Interestingly, a strategy to lessen depression is to help another person. So much for being the master of my fate: I had to take the first step in learning to ride the wave that resulted in me both asking for help and giving someone else the experience of being helpful.

I called Webmo (the Tucson service that set up our website and keeps it running). I told them what I needed, and they volunteered to research it and tell me what I needed and to set it up. I needed an online meeting space and they recommended Gotomeeting.


I needed to call Gotomeeting but experienced a familiar dread: I wanted to avoid a conversation where I would be reminded how much I do not know about technology. Avoid avoiding — this is a second step in managing the tsunami. I made the call. I learned that GoToMeeting is donating their service for 90 days to businesses like Blue Door Psychotherapy so that our work, connection with others, stays accessible to those who need it. This is just the tip of the “ask for what you need and allow another person to be helpful to you” process. Helping each other allows our community to learn to ride the tsunami, create community, and calm our response.

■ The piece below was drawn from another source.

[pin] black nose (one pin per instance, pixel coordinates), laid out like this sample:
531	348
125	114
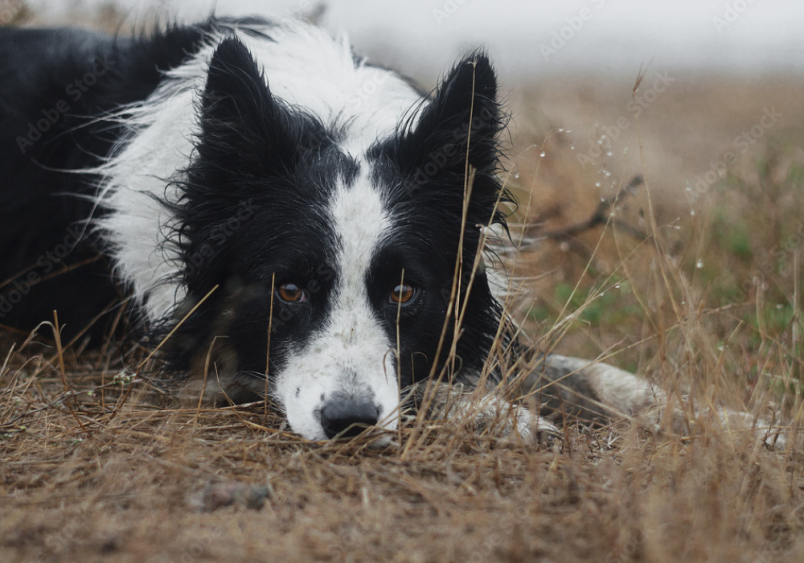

The next task is to help one another lower our stress level. At the first level of stress we use excess energy to fight off the perceived threat. At the second level, when the stress is not alleviated, our body uses stored energy to fight off stress and becomes more susceptible to colds and flu. After that energy is used up, we are at risk for chronic stress related disorders such as heart attack, stroke, cancer. Learning to manage the ongoing stress, being in a community of healthy others, and learning from each other ways of thinking about this pandemic and its consequences in a more manageable way will decrease the experience of stress. So will tuning into programs that make you laugh, activity that gets your heart rate up (when is the last time you jumped rope?), and finding one pleasurable activity to engage in each day.

You may not feel like participating in purposeful connection such as Blue Door Connect. And finding a specific pleasurable activity may seem like a lot of work. You may find it easier to withdraw. It takes energy to interact, particularly in a new way.


Stay away from the slide into unhealthy behavior by doing the opposite of what your impulse may be: Rather than withdraw, engage. Unfortunately, the human brain is more tuned into things that do not work than what is working well. That means that we do not experience pleasurable activities once those activities become habit. The longer you are married the easier it is to take each other for granted. The better your car works, the less you pay attention to what it sounds like. Deciding to notice what you enjoy each day will help you experience that joy. Researchers have found that we need to have five pleasurable events for every one negative event to stay satisfied. Be purposeful in noticing pleasurable events: Things that upset you will be no problem to find. Researcher and therapist Marsha Linehan discovered that by adopting specific assumptions we can manage emotional roller coasters more easily. Our support and skill groups are influenced by her assumptions: People are doing the best they can. People want to improve. People need to be better, try harder, and be more motivated to change.

Despite the fact that people do not cause all of their own problems, they must solve them anyway. I repeat these assumptions to myself when I am resisting negative thinking and I make the decision to enjoy the small things in my life, to be grateful, and to be kind. We are not alone. We all have skills and talents to share, and when we connect with other people we improve their experience and our own.